Le gouvernement réajusté du 1er avril 2026 a consacré la création du poste de Vice-Premier ministre, respectant ainsi l’esprit de la Constitution révisée du 8 octobre 2025. L’ossature du gouvernement Halina III fait place aussi aux ministres d’Etat, ministre délégués et secrétaires d’Etat. Pour mieux appréhender cette classification et ce qu’elle implique, L’Info s’est rapproché du constitutionnaliste, Dr Senoussi Mahamat Ali, pour son analyse.
L’organigramme gouvernemental connait des innovations ces derniers temps avec les titres de ministres d’Etat, ministres délégués et secrétaires d’Etat. En plus, la nouvelle équipe a un vice-premier ministre. Sur ce dernier aspect, il a noté qu’il relève d’une simple question d’organisation du pouvoir exécutif. Le juriste Dr Senoussi Mahamat Ali note, en passant, une avancée majeure en la matière. Ce n’est pas une nouveauté tchadienne. Une telle structuration existe déjà dans plusieurs pays africains qui ont, pour certains, plusieurs vice-premiers ministres. Dans le cas du Tchad, « le vice-premier ministre s’occupe de son portefeuille, celui de l’Administration du territoire et de la Décentralisation, tout en suppléant le premier ministre en cas d’absence », soutient le constitutionnaliste qui rassure, tout de même, que ce dernier peut exercer des tâches spécifiques qui lui sont éventuellement confiées par le chef du gouvernement.
En plus de suppléer le premier ministre, le vice-premier ministre a « la préséance vis-à-vis des autres membres du gouvernement, y compris les ministres d’Etat », affirme Dr Senoussi Mahamat Ali. Simples organisations protocolaires ou prises dans leurs sens propres, ces terminologies sont incomprises de beaucoup de Tchadiens. Selon le constitutionnaliste, tout s’explique par l’ordre de préséance. « Le ministre d’Etat est un ministre comme les autres, sauf qu’il a une préséance par rapport à ses collègues », rapporte Dr Senoussi Mahamat Ali.
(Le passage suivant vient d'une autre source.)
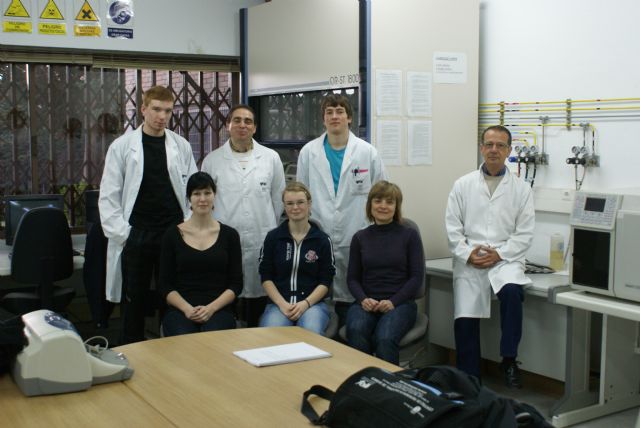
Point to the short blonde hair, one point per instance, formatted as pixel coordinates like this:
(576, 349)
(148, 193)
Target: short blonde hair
(296, 186)
(383, 190)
De son côté, le ministre délégué exerce sous l’autorité d’un titulaire des fonctions spécifiques et participe au conseil des ministres. Il dispose, à ce titre, des attributions particulières. En revanche, le secrétaire d’Etat ne participe pas au conseil des ministres mais au conseil de cabinet. Dans des rares situations, il peut remplacer le ministre au conseil pour défendre un dossier. Il assiste le ministre dans ses fonctions et a un champ d’action réduit.
Au-delà de l’innovation, cette structuration soulève d’autres interrogations, celles de l’opportunité, des charges financières ou de conflits de compétences entre le premier ministre et son vice-premier ministre, par exemple. De l’avis du constitutionnaliste, il n’y a pas risque de collusion. Mais, en ces temps de conjonctures économiques et de la rareté des ressources, était-il nécessaire de privilégier les honneurs protocolaires à la rationalisation des ressources ? En quoi, ces rangs protocolaires ont une incidence sur l’efficacité administrative ? Autant de questions qui restent pour l’instant sans réponses claires.